Floyd sat in a rocker on the back porch, reading the Sunday edition of the East Liverpool
Review,
while Mrs. Conkle walked to her smokehouse to fetch some spareribs, then disappeared into her kitchen. A few minutes later she returned with a plateful of ribs, fresh bread, and pudding. Floyd devoured it all, except for the pudding, then accepted the widow’s offer of coffee and a slice of pumpkin pie. Afterward he pronounced the meal “fit for a king.”
Floyd asked for a ride to Youngstown. Mrs. Conkle said she couldn’t take him, but her brother-in-law Stewart Dyke and his wife were out in her field picking corn. When they returned, maybe they would take him. Floyd climbed into Dyke’s Model A and waited. The keys were in the ignition, but he did not steal the car.
Around four o’clock Dyke and his wife walked up to the house. Floyd asked for a ride to Youngstown. He could pay. Dyke said he was too tired. “I’ll take you to Clarkson, though,” he said, where there was a bus to Youngstown. “Come on get in.” Dyke said.
Floyd climbed back into the car, borrowed Mrs. Dyke’s powder puff and began to apply it to his face, apparently in a feeble attempt to disguise himself. Dyke slid behind the wheel. As the car backed out of the yard, everyone waved good-bye to Mrs. Conkle.

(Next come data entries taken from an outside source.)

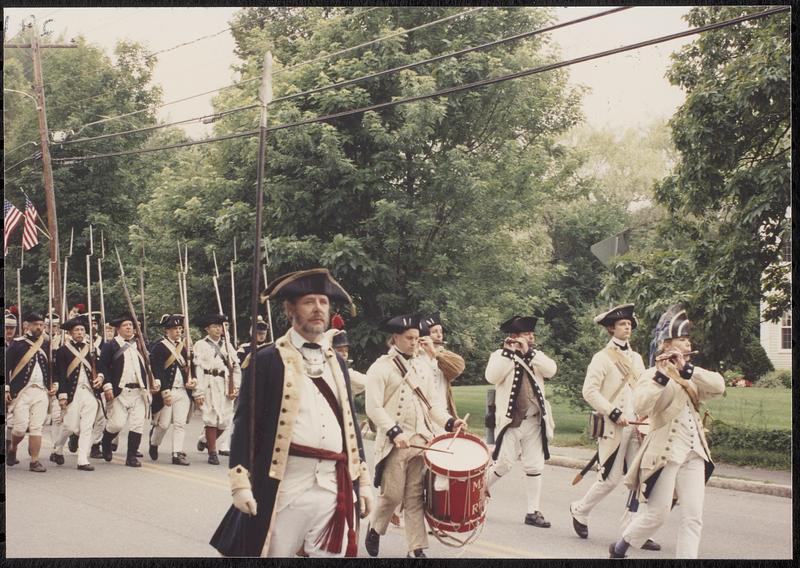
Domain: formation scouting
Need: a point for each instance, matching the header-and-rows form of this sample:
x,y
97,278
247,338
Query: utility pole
x,y
50,199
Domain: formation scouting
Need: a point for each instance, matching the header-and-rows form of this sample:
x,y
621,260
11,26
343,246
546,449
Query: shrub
x,y
776,379
734,437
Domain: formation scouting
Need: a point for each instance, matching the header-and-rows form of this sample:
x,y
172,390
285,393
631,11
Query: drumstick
x,y
458,431
429,449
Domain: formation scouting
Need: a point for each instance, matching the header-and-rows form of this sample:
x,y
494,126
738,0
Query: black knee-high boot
x,y
134,438
105,443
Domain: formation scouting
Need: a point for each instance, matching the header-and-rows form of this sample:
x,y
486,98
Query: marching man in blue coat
x,y
308,480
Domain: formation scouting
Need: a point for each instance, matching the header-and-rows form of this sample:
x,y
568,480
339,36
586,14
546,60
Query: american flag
x,y
11,218
30,238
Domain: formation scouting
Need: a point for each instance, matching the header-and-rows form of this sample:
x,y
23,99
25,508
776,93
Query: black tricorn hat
x,y
340,339
623,311
213,318
302,282
398,324
81,320
519,324
261,325
122,319
34,316
171,320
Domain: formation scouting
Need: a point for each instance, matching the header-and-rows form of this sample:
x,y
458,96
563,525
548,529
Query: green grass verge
x,y
753,408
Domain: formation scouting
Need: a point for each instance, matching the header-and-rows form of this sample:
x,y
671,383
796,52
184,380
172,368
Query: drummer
x,y
402,401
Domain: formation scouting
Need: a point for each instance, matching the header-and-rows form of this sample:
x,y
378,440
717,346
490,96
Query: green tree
x,y
728,194
431,205
82,85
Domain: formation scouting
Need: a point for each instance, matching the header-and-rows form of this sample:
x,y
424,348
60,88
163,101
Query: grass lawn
x,y
754,408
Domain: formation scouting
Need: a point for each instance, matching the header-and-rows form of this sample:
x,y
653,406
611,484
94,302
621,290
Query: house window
x,y
786,331
786,249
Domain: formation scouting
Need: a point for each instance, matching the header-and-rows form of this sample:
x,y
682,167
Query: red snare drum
x,y
455,484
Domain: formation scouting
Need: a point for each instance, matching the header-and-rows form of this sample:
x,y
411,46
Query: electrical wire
x,y
247,81
450,90
35,156
71,104
364,77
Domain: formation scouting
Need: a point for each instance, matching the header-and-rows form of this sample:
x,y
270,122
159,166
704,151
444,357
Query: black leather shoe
x,y
537,520
179,460
650,544
11,456
580,529
612,553
372,542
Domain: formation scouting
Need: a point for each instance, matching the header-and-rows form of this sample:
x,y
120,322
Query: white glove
x,y
244,501
366,500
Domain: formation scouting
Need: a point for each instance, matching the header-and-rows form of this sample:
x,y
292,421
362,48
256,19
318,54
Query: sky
x,y
628,90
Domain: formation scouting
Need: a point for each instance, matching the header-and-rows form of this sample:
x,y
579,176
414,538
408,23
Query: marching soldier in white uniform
x,y
338,339
674,460
172,404
124,378
26,392
405,406
77,393
215,363
526,424
446,365
608,388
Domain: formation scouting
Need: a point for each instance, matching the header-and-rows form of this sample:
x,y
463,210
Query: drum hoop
x,y
448,473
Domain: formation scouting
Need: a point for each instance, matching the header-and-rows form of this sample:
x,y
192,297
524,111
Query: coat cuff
x,y
239,478
661,378
394,431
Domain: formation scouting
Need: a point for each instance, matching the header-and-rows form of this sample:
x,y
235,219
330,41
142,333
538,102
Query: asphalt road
x,y
163,510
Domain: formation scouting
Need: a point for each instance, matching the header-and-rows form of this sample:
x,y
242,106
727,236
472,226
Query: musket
x,y
229,361
64,309
269,311
233,296
50,320
266,97
586,468
184,300
100,260
19,289
139,340
92,347
141,293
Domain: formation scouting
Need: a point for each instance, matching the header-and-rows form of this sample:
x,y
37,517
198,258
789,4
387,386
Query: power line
x,y
231,28
450,90
247,81
362,78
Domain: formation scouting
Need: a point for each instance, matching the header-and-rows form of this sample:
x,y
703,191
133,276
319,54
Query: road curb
x,y
720,482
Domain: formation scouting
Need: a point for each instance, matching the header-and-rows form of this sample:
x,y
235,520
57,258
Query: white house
x,y
776,337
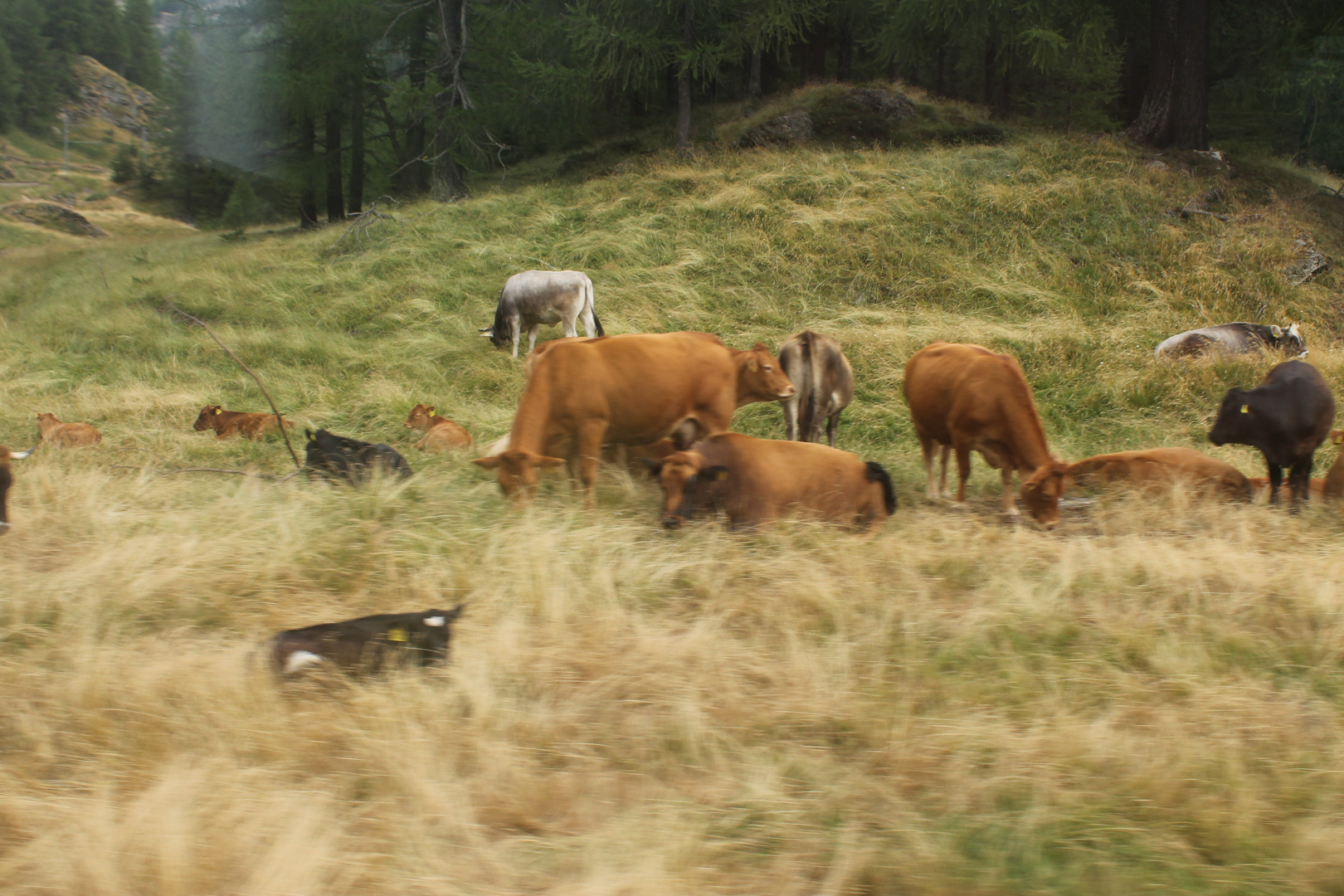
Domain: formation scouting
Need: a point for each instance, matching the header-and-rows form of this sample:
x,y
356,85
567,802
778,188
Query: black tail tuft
x,y
878,475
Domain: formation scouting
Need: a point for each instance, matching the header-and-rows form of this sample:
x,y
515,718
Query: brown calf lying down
x,y
7,480
226,423
66,434
757,481
965,398
368,644
1161,468
440,431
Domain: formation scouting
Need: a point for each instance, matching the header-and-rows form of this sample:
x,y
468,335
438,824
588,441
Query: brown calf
x,y
66,434
226,423
965,398
440,431
1161,468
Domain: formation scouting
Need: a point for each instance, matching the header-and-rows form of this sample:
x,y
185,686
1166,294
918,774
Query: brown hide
x,y
66,434
440,431
758,481
626,390
965,398
824,379
245,423
1161,468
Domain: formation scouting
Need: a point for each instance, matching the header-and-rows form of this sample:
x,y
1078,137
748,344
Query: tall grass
x,y
1148,698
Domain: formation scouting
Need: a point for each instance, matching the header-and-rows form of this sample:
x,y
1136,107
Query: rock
x,y
56,218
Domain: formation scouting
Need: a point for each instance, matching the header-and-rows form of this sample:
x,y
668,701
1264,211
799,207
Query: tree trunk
x,y
335,202
1175,110
307,160
683,84
355,195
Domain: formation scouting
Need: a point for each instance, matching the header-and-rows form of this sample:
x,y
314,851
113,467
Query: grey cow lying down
x,y
368,644
1234,338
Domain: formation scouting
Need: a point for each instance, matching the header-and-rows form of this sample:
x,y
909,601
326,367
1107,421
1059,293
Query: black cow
x,y
1234,338
340,458
368,644
1287,416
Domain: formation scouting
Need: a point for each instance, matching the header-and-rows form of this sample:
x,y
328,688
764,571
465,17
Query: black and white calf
x,y
338,457
1234,338
368,644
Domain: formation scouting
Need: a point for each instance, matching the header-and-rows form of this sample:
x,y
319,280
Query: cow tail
x,y
878,475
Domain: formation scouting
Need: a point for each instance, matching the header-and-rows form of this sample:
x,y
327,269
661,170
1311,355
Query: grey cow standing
x,y
824,379
538,297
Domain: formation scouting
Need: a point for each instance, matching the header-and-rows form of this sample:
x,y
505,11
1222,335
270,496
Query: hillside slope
x,y
1151,696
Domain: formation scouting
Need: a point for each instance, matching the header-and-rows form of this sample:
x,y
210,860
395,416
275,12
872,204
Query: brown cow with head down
x,y
246,423
440,431
626,390
965,398
757,481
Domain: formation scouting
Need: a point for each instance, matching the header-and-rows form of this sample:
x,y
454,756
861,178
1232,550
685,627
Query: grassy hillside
x,y
1148,698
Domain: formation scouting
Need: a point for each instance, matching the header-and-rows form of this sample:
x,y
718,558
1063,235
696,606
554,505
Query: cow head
x,y
206,418
516,470
1040,494
420,416
689,485
760,377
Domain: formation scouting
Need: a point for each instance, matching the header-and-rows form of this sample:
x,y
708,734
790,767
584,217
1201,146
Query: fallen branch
x,y
280,421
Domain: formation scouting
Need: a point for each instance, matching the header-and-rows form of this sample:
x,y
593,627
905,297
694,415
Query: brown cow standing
x,y
440,431
66,434
757,481
965,398
251,425
824,379
626,390
1157,468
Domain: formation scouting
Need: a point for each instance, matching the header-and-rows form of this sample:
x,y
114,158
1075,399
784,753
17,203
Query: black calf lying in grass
x,y
368,644
338,457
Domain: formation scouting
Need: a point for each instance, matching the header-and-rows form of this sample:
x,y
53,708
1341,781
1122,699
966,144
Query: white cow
x,y
538,297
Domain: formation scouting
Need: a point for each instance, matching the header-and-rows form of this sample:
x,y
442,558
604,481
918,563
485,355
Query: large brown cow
x,y
626,390
66,434
246,423
824,379
440,431
965,398
1161,468
757,481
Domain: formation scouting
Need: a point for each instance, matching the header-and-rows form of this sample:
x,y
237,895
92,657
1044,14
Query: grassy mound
x,y
1151,696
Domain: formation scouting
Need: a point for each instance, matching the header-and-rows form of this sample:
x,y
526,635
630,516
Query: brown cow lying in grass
x,y
368,644
66,434
440,431
1161,468
226,423
760,480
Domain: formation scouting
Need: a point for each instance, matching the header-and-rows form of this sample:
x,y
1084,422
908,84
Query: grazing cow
x,y
368,644
7,480
440,431
965,398
1287,416
66,434
824,379
538,297
1234,338
626,390
246,423
336,457
757,481
1161,468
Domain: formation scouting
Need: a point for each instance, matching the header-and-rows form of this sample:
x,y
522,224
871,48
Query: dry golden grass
x,y
1147,699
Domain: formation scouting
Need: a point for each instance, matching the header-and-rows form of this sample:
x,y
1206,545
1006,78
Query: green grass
x,y
1148,698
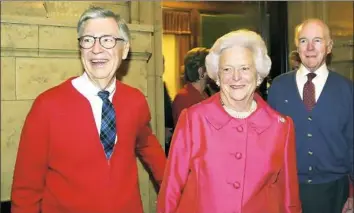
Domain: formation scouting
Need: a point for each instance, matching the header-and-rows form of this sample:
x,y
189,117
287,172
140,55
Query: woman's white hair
x,y
242,38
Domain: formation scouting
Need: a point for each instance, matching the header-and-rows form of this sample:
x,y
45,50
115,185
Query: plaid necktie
x,y
309,92
108,124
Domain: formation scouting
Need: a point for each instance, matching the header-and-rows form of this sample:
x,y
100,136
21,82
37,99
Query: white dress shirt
x,y
90,91
319,81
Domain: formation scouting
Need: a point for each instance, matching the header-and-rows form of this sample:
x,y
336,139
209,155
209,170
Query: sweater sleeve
x,y
148,147
31,163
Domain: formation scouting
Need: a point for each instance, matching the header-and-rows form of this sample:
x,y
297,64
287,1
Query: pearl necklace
x,y
240,115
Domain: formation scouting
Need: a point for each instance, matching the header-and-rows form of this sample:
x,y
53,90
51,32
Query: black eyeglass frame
x,y
99,40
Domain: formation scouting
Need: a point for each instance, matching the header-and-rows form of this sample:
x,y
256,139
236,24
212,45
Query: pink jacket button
x,y
237,185
238,155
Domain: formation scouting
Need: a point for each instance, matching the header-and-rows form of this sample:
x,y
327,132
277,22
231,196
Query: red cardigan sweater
x,y
61,166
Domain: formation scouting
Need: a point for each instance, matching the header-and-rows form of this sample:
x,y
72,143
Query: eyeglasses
x,y
106,41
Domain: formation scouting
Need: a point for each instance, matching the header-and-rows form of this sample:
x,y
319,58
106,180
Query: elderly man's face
x,y
100,63
313,45
237,73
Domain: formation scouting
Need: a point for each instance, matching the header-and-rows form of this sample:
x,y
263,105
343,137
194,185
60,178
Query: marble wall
x,y
39,50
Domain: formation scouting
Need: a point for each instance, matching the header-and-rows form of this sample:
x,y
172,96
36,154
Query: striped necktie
x,y
108,124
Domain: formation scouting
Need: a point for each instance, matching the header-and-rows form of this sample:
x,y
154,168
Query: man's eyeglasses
x,y
106,41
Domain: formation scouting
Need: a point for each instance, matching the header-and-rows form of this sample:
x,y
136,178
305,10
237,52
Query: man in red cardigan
x,y
78,148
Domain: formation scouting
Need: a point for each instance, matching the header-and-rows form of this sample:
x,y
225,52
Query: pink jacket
x,y
219,164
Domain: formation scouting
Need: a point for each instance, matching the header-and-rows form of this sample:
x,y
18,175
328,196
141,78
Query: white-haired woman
x,y
232,152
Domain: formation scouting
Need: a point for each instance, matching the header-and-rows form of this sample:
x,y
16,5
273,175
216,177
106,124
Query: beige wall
x,y
39,50
339,17
172,72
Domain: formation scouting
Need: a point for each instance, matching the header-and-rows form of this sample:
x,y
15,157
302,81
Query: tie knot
x,y
311,76
103,95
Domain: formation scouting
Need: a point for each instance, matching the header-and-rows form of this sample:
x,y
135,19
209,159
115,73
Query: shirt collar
x,y
321,71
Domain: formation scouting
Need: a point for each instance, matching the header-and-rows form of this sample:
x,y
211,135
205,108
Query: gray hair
x,y
243,38
98,12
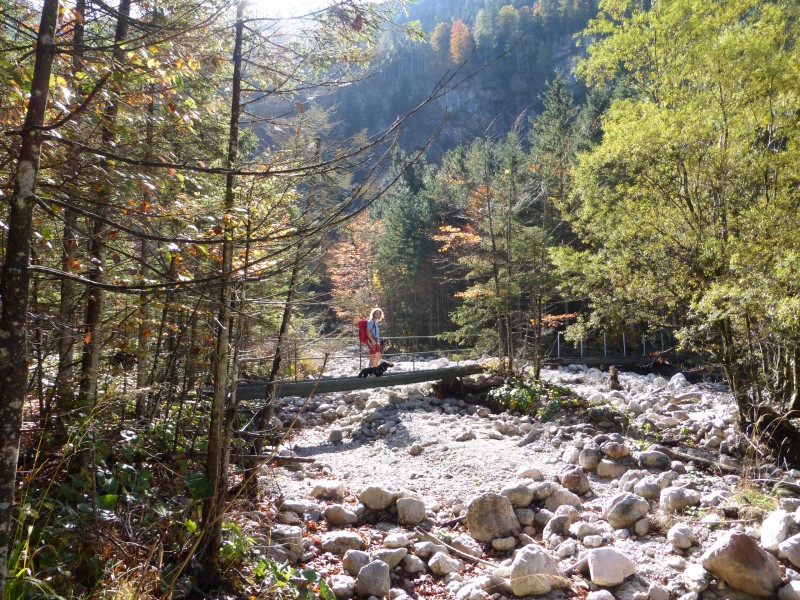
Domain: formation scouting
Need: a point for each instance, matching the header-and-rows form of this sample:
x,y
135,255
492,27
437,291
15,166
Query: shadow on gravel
x,y
401,438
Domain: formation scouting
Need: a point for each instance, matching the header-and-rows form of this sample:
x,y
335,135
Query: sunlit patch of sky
x,y
286,8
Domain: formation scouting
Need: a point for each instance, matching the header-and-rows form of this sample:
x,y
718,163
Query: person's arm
x,y
370,334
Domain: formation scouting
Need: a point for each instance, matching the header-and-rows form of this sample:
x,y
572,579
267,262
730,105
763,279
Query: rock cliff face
x,y
492,102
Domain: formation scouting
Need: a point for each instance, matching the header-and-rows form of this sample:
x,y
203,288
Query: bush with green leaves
x,y
545,401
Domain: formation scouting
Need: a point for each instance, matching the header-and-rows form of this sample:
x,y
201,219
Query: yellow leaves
x,y
473,293
556,320
452,237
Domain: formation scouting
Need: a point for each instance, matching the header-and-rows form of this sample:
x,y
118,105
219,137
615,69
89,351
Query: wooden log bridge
x,y
257,391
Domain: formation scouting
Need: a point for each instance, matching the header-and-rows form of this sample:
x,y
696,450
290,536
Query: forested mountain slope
x,y
523,43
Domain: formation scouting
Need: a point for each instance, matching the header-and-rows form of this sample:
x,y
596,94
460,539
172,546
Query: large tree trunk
x,y
15,280
267,411
93,330
64,389
218,440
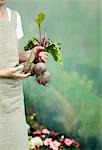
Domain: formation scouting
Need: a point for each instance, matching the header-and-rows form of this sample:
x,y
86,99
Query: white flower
x,y
28,126
36,141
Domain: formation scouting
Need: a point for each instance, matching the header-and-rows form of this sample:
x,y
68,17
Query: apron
x,y
13,129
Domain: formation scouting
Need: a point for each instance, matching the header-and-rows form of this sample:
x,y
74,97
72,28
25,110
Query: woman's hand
x,y
14,73
42,54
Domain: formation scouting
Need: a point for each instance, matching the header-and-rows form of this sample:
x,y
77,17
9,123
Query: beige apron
x,y
13,130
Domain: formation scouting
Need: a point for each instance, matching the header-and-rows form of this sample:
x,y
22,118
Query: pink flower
x,y
38,132
54,145
45,131
68,141
47,141
76,144
53,133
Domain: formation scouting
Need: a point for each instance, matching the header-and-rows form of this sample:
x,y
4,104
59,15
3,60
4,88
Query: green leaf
x,y
41,17
54,49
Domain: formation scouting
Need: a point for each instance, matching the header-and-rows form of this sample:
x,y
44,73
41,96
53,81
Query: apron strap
x,y
14,18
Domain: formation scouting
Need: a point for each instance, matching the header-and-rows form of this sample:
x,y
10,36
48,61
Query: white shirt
x,y
19,29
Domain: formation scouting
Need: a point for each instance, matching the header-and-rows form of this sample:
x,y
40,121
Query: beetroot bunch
x,y
35,64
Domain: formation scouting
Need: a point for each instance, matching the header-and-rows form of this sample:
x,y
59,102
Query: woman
x,y
13,132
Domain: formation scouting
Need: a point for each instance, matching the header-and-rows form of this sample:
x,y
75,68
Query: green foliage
x,y
55,50
40,18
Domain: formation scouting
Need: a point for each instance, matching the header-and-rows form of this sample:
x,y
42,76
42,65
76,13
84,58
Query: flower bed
x,y
44,139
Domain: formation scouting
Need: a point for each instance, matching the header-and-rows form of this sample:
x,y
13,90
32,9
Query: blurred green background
x,y
72,101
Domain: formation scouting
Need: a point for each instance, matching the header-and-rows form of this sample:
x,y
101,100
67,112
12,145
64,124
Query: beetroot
x,y
40,68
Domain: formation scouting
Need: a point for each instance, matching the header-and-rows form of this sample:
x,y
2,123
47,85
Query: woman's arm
x,y
14,73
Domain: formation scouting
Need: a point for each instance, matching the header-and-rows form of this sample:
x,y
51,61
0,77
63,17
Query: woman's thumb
x,y
18,68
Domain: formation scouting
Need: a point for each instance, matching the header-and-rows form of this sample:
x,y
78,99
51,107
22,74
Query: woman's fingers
x,y
18,68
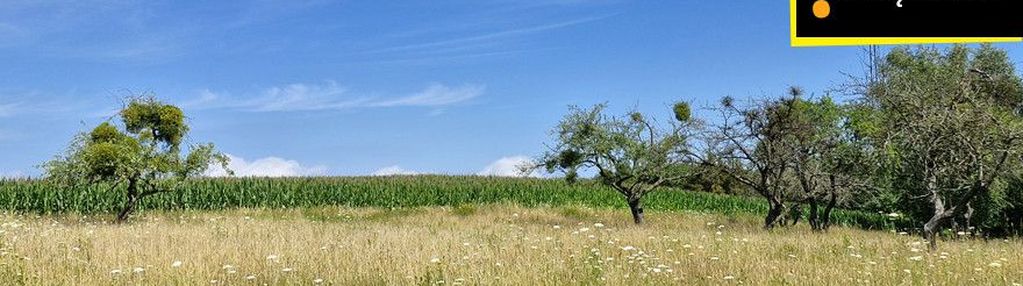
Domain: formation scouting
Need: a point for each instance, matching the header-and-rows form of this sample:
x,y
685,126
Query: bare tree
x,y
948,123
631,154
749,144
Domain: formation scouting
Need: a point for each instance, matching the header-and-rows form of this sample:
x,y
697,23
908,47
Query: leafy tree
x,y
827,162
749,144
631,154
144,154
947,125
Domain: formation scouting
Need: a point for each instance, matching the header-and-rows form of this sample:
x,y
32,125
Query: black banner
x,y
916,18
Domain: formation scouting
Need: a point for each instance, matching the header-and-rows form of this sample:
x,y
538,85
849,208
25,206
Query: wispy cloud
x,y
330,96
12,175
394,171
434,95
509,167
268,167
481,40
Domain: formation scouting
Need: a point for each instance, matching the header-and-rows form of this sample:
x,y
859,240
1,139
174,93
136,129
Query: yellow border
x,y
816,42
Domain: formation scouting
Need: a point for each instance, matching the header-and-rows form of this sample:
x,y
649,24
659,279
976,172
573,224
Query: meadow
x,y
491,244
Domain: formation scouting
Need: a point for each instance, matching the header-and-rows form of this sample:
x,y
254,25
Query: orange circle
x,y
821,9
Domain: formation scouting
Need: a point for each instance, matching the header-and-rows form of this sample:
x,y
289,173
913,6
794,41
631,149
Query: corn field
x,y
33,196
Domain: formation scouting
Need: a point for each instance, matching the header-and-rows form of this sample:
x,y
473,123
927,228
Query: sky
x,y
352,88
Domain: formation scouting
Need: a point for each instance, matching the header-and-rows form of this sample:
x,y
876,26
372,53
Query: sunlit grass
x,y
488,244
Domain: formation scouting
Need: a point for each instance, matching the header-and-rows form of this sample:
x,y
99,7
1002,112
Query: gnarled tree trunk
x,y
133,198
635,205
773,213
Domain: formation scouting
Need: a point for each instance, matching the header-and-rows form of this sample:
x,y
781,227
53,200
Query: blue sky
x,y
363,87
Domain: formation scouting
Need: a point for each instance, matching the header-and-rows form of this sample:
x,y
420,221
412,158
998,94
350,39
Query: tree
x,y
827,162
749,144
631,154
947,123
143,154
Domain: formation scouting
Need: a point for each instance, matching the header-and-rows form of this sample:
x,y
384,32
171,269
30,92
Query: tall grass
x,y
400,191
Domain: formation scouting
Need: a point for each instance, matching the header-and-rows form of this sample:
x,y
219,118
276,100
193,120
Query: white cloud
x,y
302,97
508,167
435,95
330,96
268,167
392,171
12,175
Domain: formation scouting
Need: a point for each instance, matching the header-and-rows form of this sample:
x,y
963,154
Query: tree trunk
x,y
133,197
932,227
775,211
814,216
826,216
636,206
795,212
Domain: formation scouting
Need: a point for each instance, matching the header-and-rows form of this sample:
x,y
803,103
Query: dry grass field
x,y
485,245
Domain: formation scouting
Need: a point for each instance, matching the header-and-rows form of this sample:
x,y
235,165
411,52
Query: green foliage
x,y
945,129
682,111
145,156
386,192
151,120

Then Stewart Dyke saw the two cars coming up the road.
4:10 P.M.
The two cars eased around a wide curve and rolled up the rise toward the last farm on the Sprucevale Road, the Conkle place. One of the East Liverpool policemen, Glenn G. “Curly” Montgomery, saw Floyd first. “Stop!” Montgomery hollered. “That’s him!”
Floyd spotted the lawmen a moment before they saw him. He ducked down and drew his pistol. “Drive behind that building!” he ordered Dyke. “They’re looking for me.” Dyke did as he was told, pulling his car behind a corn crib—a fifteen-foot-wide raised wooden shed used to store corn. Dyke reached over and unlocked the car door.